Whether you vowed this would be the year you'd finally get in shape or you had set out to finally get out of debt, your year-end review may leave you sadly disappointed.
And if you're like most people, you might already be setting your sights on next year. You might think with just a little more motivation, you can finally take control and crush your goals starting on January 1st.
You might be tempted to blame a failed resolution on your lack of willpower. After all, you can't pass up junk food, hit the gym, or save money if you're running low on willpower, right?
The truth is, most resolution failures don't stem from a lack of willpower. They fail because people shouldn't have started them on January 1st.
How People Create Lasting Change
As a mental strength trainer and psychotherapist, I'm well aware that people don't change their lives until they're ready.
Anyone who steps into my office because a judge mandated them to treatment or they're spouse insisted they get help won't change their lives unless they come to agree that they have a problem.
But recognizing the problem is only part of the process. It's not enough to acknowledge you want to change. You have to decide that the pros of changing your life outweigh the cons of staying the same.
For example, does hitting the gym every day so you can get fit offer a big enough benefit that you're willing to give up time with your family to work out? If you haven't committed to that decision, you won't stick with your resolution to get fit.
My work involves recognizing where people are in the process of change so I can help them successfully navigate each stage.
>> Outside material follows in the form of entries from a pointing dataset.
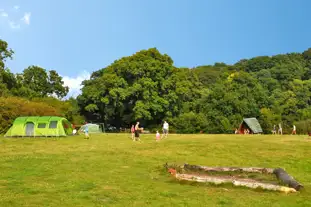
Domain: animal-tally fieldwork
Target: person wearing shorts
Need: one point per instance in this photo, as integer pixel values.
(133, 132)
(86, 132)
(165, 129)
(137, 129)
(294, 129)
The strategies that help in one stage aren't effective in another.
According to the transtheoretical model of change, there are five basic stages you'll pass through before creating a change in your life (like giving up smoking or starting a new diet):
- Precontemplation - You deny having a problem, but other people may be concerned.
- Contemplation - You think about the pros and cons of change.
- Preparation - You take steps to get ready to make change.
- Action - You change your behavior.
- Maintenance - You figure out how to stick to your change over the long-term.
Newer representations of the model include a sixth stage--relapse. This reflects the fact that mistakes are part of the process and the way you address your missteps plays a big role in your ability to stick to change.
Why Change Doesn't Usually Work on January 1st
When people launch their resolution on January 1st, they are making a change based on a calendar date when they think they are prepared to change their lives. This is the real reason most resolutions fail.
What are the chances that you're going to be ready for the action stage at exactly the same time the calendar rolls over to a new year? They are probably pretty slim.
Perhaps the small percentage of people who do stick to their resolutions are those lucky few whose action stage of change coincidentally occurs on January 1st.
As for the failed resolutions, there's a good chance many of those individuals established a New Year's resolution because they felt pressure to do so, not because they were actually ready.
Individuals with failed resolutions may be contemplative (their change is something they've tossed around for a while but aren't committed to doing the work).
Or they may have been in the middle of the preparation stage (they've thought about some of the steps they'll need to take to equip themselves for the change but haven't really taken the time to set themselves up for success) when they jumped into action.
Start Your Resolution When You're Ready
Rather than launch your resolution on January 1st, decide you'll change your habits when you're ready to commit. Whether that means you wait a few days or you put off launching your goal for a few months, delaying your goal is better than abandoning it altogether.
Set yourself up for success by getting prepared first. Whether you need to get organized before you change your financial habits or you need to do some more research before you commit to losing weight, establish what steps you'll need to take to stick to your change.
Once you've sufficiently prepared yourself, take action. You'll feel as though you have more willpower, and your resolutions will be more likely to stick.